Monday, November 5, 2012

I Miss Nana

Tomorrow's the big day. We vote and decide whether we'll go along more or less in the same way or go hurtling backwards 40-50 years. I'm really sick of being scared at every election. These neocons do scare the hell outta me, because they feel they have some sort of religious crusade. This time their crusade may not involve cannibalism or raping, killing and torturing those who don't "believe" as they do along the way. I hope they don't get the chance so we can see whether it does or not. So far, we've been doing a good job of raping, killing and torturing without a religious zeal to fuel it.

Certainly I don't want to see anyone in office who'd dictate a woman's reproductive rights. Certainly I don't want to see someone in office who puts their personal religious beliefs before anyone else's. Certainly I don't want to see anyone in office who wants to keep or establish inequality among We the People. But politics has become an arena of those who have bad ideas and those who make those ideas worse. Has it always been this way? I wish I could talk to my Nana right now. Yes, it's gotten to the point that I want my Nana.

Nana was a Republican and a Christian. She was also one of those women who, in the 1920s, sat on a park bench with another woman who let a glimpse of stocking reveal that they were who you were safe to approach if you needed an abortion. She and the other woman would get up and walk away, and the woman in need would follow them to the sidewalk where they'd address her and then escort her to a relatively safe place for her abortion to be done. I don't want to go back to those days.

Nana wasn't wealthy or a big philanthropist but she campaigned for assistance to the poor. During the Depression she fed anyone who showed up at her door. On her gatepost was the hobo sign for "kindly woman". She believed that everyone should be helped when they need it. Any kind of assistance they needed. And that you should be ashamed of yourself for refusing or questioning their need. Because she was a Christian.

Nana thought everyone was equal on the Earth. That it was wrong to exclude people from any right or privilege. She'd been a Suffragette. She drove an automobile in 1919 and was a decorated NYPD Captain in 1923. She was active in the Brooklyn Republican Party and the papers called her "Republican Battleaxe", which she thought hilarious. It was at her table that I heard, "I may not agree with what you say but I'll defend to the death your right to say it." and "Well, we'll agree to disagree."- that said with a chuckle. She wasn't condescending, she didn't think she was better than anyone else. She didn't dismiss people as "nonbelievers" or arrogantly think her way was the only way.
She just had principles and she lived them.

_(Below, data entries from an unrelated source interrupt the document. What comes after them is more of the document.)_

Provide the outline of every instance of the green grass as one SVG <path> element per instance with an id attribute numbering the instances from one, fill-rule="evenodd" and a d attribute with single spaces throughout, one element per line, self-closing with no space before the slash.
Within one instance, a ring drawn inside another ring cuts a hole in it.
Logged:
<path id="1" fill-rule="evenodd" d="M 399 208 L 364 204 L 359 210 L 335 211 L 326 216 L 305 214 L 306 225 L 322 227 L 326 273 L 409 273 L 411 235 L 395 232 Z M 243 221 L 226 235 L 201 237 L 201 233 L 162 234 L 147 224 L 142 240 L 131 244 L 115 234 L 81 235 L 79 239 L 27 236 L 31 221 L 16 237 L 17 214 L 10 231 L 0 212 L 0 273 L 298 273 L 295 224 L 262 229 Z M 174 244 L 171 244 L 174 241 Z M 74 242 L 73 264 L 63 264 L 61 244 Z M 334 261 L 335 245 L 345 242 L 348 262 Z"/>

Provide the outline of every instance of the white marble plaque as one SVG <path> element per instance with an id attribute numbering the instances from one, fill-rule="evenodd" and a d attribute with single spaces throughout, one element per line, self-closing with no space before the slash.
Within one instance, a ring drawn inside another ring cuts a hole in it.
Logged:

I miss Nana on the eve of this election.

11 comments:

Anonymous said...

We could use a truckload of Nana's...and when you're done with them, send them over here.

Unknown said...

Wish I had known her....

Austan said...

Lawless- we need Nanas. Lots and lots of Nanas. If I even had her, I'd share. ;)

Austan said...

D- I wish you had, too. She was gone before you were born. She would've been 99 at your birth!

sdt (a.k.a. stevil) said...

I suspect I would have liked your Nana a lot.

Austan said...

Stevil- I think she'd have liked you too. Any fan of Gene Krupa...

klahanie said...

Hi Laura,

Oh my and in this beleaguered land of Britain, with the most evil British government I have ever known, we could use the moral values of your Nana.

Gary
x

Austan said...

Hi Gary,
I don't know where they all getthe nerve to call themselves Christians.
Hang in there,
Laura
x

Elephant's Child said...

Your nana explains a lot about your principles and integrity. Fingers crossed for the election result.

Susan Flett Swiderski said...

Your Nana's story says a lot about how much the Republican party has changed. (translation: gone to pot) (On the other hand, maybe if some of those stick-up-their-derriere narrow-minded self-righteous boobs actually had a wee bit of pot, they wouldn't be the stick-up-their-butt narrow-minded self-righteous boobs they are...) By the way, my maternal grandmother was also called Nana... and I miss her, too.

Starting Over, Accepting Changes - Maybe said...

Times have changed, haven't they? So many today go the the Church of Fox and it is amazing how much that influences people, especially for those who have hate in their heart.